The story is that John F. Kennedy killed the hat. If you ever watch old movies, you will notice that all of the men always wear hats while outside. It isn't just movie fiction: through the 1950s, most men would have felt partially dressed if they ventured outdoors wearing a suit but no hat. Kennedy didn't like hats -- hats would have covered up his world-class hair, after all -- and he didn't wear them. At his inauguration, he wore a morning suit and carried top hat; but he didn't wear it, even though it was one of the coldest Inauguration Days on record. Supposedly, Kennedy dislike of the hat caused hat sales to plummet as American men imitated him, just as sales of undershirts supposedly plummeted after Clark Gable appeared without on in It Happened One Night in 1934. I suppose that it's possible that the story is true, at least to some extent, but it strikes me as being a little too, well, Just-So-like. I suspect that men's hats would have fallen on hard times in the '60s and '70s even without Kennedy's antipathy.
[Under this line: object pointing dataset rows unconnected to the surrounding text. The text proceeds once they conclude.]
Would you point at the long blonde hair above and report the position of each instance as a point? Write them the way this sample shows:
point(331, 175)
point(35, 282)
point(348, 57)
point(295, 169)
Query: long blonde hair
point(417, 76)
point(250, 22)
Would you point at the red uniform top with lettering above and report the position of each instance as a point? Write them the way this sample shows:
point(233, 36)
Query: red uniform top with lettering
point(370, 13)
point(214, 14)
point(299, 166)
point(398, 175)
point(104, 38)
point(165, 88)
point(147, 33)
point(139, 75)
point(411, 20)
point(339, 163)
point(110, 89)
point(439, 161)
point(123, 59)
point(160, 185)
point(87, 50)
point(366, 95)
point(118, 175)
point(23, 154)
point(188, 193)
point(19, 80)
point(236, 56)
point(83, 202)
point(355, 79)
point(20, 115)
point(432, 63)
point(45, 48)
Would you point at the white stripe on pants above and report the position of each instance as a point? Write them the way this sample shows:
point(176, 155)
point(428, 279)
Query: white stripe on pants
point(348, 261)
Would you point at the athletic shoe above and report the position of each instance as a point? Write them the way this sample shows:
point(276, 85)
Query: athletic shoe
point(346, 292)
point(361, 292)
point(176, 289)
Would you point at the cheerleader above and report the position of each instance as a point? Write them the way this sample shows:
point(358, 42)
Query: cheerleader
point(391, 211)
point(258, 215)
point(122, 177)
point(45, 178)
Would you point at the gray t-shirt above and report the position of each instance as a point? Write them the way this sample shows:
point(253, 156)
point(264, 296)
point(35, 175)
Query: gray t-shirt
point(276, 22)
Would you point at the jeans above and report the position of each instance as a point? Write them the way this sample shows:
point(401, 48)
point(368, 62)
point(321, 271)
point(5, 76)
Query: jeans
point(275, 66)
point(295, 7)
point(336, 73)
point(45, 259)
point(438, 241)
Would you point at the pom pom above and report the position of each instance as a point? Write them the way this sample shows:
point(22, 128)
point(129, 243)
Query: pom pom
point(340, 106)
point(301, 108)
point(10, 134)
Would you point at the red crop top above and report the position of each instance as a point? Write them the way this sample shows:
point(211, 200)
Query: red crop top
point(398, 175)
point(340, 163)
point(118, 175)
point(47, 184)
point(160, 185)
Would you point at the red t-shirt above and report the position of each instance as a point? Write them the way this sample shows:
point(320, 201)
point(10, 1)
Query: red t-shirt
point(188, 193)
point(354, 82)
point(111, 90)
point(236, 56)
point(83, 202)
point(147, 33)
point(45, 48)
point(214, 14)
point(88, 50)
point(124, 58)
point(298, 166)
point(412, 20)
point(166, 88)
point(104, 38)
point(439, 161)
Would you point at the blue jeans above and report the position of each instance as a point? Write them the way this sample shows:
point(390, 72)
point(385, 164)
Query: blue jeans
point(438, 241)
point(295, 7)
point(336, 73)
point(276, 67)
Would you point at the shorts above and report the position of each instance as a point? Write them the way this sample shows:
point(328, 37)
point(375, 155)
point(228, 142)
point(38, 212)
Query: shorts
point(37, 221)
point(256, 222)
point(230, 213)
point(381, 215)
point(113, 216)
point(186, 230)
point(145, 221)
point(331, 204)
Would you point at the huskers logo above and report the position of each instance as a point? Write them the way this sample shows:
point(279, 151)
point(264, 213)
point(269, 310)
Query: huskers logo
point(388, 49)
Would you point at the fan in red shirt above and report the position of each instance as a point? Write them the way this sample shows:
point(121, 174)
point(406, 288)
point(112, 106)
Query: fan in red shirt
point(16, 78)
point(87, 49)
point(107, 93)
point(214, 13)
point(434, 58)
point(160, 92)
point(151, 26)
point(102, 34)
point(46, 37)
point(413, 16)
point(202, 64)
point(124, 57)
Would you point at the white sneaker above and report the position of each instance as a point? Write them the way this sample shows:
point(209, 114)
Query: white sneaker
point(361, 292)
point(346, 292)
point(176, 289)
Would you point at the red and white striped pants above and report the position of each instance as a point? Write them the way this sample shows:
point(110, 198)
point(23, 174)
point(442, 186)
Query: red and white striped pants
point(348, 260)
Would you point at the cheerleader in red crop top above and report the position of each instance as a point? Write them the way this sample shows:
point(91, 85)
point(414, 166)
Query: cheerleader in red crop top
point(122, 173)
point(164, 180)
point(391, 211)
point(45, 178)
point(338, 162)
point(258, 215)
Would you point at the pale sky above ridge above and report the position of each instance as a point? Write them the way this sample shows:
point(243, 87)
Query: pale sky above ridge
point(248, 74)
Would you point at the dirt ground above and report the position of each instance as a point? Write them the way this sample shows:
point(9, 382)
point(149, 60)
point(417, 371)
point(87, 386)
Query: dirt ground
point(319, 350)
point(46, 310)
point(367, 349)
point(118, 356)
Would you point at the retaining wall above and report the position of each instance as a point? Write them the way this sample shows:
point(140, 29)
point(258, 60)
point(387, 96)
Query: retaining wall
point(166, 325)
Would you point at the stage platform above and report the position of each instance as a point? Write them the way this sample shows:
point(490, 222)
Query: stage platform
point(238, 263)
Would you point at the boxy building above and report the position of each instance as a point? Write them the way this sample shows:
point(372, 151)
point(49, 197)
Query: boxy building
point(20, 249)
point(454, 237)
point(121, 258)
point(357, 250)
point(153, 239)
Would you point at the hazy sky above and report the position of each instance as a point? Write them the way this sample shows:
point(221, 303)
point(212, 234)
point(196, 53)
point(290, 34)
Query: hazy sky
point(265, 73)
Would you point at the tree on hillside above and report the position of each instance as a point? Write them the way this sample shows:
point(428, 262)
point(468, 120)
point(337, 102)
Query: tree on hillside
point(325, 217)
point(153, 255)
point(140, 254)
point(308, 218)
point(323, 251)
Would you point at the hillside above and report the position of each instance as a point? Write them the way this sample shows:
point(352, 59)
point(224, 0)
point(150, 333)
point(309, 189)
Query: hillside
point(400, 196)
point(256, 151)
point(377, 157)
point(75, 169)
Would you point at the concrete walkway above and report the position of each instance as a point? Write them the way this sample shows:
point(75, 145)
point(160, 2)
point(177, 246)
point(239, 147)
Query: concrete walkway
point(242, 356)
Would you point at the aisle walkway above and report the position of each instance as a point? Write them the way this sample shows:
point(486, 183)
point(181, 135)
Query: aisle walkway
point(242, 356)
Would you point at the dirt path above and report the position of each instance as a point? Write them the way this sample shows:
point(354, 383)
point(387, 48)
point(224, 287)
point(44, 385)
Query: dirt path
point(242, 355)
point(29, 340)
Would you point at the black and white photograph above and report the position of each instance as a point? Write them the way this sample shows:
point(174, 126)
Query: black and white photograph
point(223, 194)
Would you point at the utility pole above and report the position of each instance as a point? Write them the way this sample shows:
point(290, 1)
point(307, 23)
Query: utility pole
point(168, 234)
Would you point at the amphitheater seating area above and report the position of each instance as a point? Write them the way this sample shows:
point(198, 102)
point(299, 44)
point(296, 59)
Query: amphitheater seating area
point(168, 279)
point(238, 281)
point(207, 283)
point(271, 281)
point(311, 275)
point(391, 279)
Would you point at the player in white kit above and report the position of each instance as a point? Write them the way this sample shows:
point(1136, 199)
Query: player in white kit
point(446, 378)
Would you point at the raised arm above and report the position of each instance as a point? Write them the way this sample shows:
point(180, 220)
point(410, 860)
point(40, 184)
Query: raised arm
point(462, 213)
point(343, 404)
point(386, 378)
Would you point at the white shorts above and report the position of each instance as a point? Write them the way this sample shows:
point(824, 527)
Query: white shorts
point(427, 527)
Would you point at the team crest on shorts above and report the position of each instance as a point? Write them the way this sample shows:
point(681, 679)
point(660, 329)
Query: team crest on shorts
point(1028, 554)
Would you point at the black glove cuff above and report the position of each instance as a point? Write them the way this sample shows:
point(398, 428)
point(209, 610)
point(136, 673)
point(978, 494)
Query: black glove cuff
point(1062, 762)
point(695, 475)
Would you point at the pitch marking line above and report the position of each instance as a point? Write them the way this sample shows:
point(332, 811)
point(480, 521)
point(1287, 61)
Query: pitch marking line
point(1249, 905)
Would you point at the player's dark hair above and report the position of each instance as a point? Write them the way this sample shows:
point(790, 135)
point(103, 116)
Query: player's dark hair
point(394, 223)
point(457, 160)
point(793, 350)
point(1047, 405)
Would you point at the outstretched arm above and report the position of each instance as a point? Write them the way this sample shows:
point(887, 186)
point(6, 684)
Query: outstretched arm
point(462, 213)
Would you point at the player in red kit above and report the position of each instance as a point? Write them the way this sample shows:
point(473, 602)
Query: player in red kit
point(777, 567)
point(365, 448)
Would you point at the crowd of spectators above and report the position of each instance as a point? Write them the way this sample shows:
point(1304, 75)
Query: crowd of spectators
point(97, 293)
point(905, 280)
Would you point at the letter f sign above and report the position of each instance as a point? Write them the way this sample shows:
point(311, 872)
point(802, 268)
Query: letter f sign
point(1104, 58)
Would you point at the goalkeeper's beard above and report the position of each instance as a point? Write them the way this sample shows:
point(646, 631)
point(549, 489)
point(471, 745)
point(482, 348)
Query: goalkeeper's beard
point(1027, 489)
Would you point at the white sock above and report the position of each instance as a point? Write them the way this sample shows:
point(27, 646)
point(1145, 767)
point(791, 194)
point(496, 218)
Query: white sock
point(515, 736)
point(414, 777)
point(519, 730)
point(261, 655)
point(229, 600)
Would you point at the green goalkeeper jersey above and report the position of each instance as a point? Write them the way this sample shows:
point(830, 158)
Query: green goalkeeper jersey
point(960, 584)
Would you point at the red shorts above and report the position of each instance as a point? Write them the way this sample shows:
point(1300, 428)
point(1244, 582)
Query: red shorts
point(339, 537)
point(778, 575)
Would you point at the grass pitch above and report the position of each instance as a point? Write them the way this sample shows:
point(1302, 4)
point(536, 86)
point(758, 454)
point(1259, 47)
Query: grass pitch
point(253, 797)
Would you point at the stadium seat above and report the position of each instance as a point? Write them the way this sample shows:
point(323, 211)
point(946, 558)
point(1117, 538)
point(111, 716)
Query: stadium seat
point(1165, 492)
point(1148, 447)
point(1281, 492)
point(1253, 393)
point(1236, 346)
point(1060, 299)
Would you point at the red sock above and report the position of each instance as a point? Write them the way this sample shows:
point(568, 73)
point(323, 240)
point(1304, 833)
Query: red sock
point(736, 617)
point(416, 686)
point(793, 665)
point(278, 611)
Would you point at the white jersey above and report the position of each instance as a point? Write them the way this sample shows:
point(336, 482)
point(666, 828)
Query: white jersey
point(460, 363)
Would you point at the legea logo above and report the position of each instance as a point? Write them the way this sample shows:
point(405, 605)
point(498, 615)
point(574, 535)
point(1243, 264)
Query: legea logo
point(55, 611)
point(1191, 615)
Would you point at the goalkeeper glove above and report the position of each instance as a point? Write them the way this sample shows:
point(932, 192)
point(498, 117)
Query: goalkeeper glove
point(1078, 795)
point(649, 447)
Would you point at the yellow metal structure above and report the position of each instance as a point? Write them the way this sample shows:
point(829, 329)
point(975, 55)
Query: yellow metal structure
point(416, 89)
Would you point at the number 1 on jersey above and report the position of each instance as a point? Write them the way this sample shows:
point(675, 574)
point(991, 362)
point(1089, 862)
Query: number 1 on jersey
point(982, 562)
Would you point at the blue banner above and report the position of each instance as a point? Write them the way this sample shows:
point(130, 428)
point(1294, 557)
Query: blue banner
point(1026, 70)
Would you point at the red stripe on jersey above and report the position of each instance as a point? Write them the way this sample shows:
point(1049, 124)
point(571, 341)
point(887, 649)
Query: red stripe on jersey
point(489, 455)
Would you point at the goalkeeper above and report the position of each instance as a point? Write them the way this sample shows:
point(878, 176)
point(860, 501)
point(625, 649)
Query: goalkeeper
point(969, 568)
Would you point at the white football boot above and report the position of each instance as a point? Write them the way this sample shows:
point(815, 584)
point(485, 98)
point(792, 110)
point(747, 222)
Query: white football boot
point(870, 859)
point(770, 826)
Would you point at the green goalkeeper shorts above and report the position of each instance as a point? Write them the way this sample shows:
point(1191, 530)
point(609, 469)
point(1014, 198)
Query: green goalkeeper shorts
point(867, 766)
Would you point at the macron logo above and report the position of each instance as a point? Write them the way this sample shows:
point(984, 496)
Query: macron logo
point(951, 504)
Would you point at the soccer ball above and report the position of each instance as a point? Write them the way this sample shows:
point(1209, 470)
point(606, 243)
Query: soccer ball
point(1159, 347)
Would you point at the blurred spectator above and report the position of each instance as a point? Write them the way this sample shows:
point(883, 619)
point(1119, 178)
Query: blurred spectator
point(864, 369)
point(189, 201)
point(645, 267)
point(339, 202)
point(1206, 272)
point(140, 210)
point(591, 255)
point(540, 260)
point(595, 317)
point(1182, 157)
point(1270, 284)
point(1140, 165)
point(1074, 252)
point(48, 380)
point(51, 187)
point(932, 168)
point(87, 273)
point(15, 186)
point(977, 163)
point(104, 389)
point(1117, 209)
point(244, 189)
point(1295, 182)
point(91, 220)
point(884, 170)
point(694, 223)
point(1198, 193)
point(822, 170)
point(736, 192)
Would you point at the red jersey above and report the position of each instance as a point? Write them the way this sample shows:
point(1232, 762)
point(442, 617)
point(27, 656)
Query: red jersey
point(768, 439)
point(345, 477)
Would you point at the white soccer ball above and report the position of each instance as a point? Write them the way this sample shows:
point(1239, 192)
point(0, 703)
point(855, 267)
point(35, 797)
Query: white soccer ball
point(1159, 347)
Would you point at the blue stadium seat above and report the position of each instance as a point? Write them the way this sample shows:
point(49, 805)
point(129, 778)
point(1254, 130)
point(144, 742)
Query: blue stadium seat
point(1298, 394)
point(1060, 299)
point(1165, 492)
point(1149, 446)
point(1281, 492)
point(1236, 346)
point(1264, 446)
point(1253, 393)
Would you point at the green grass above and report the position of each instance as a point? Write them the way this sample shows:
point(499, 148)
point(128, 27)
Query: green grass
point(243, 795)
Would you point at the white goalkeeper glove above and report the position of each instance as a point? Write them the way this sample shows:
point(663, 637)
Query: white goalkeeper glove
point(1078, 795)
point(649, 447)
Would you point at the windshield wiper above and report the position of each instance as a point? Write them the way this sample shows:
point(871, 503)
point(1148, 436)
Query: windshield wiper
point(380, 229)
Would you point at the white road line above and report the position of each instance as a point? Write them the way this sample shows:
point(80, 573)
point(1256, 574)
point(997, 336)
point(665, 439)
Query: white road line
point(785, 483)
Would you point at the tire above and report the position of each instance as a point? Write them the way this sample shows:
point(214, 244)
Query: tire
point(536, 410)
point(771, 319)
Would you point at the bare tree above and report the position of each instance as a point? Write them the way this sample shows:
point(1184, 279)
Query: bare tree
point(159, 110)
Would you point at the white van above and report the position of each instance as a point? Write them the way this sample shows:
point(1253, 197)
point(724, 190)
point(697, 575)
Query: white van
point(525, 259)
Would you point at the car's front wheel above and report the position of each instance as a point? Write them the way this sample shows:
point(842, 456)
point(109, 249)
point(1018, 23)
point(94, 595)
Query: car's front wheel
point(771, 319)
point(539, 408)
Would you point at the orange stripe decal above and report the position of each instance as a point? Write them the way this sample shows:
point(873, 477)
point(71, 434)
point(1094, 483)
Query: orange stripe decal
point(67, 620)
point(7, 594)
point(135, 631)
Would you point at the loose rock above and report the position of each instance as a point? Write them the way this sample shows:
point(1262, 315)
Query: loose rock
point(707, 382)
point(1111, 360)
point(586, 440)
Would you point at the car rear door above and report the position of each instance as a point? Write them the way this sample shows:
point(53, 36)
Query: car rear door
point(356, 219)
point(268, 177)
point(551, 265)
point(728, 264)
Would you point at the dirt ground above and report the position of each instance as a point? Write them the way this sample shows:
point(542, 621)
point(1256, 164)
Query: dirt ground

This is unfortunate, at least as far as I'm concerned. Baseball caps -- one of the few culturally-approved kinds of headwear nowadays -- are fine, at least if you're playing baseball or golf or something like that. In any other context, they look juvenile, inappropriate, and stupid. More than that, they really don't do what I need hats to do. I'm fair enough that merely thinking about the sun gives me a sunburn, and I'm folically-challenged. (And believe me, a sunburn on the top of one's head is not the most pleasant thing in the world.) I need a hat that will shade by head, face, and neck and one that will keep my head warm when it's cold outside. Baseball caps can't do these things. And so I decided to get a real hat.

Upon recommendations from Will from A Suitable Wardrobe (whose hat is pictured above) and others, I gave Art Fawcett of Vintage Silhouettes a call. By reputation, Art is one of the two best hatters in the United States (Graham Thompson of Optimo Fine Hats is the other). He's based in Butte Falls, Oregon and is a former master mason who developed a love for fedoras and decided to do a career change. It's clear from talking with him on the phone that hats are his passion. I decided to give him a try and PayPaled him a deposit. He in turn sent me a hat conformer, a contraption that allows a hatter to get the shape and size of a client's head. In the olden days, these things looked like top hats made out of round bar, but the modern one that he sent me is a clear plastic disc with tabs secured by wingnuts around the edge. An elastic band runs around the edge of the tabs. You put your head through the disc, which pushes the tabs into the shape of your head, then secure them in place by wingnuts. I have done this and will send it back to Art today. Right now, I'm thinking of a porkpie in charcoal beaver felt with a low-contrast ribbon. I'm not sure about whether I want the brim edge to be bound or not, but I don't think that I have to make that decision now. The hat should be ready by Christmas.

1 comment:

Bill said...

Check out the book Hatless Jack: The President, the Fedora, and the History of an American Style by Neil Steinberg. Kennedy did wear his tophat on inauguration day in 1961; there are plenty of photos showing him doing so, but not during his speech.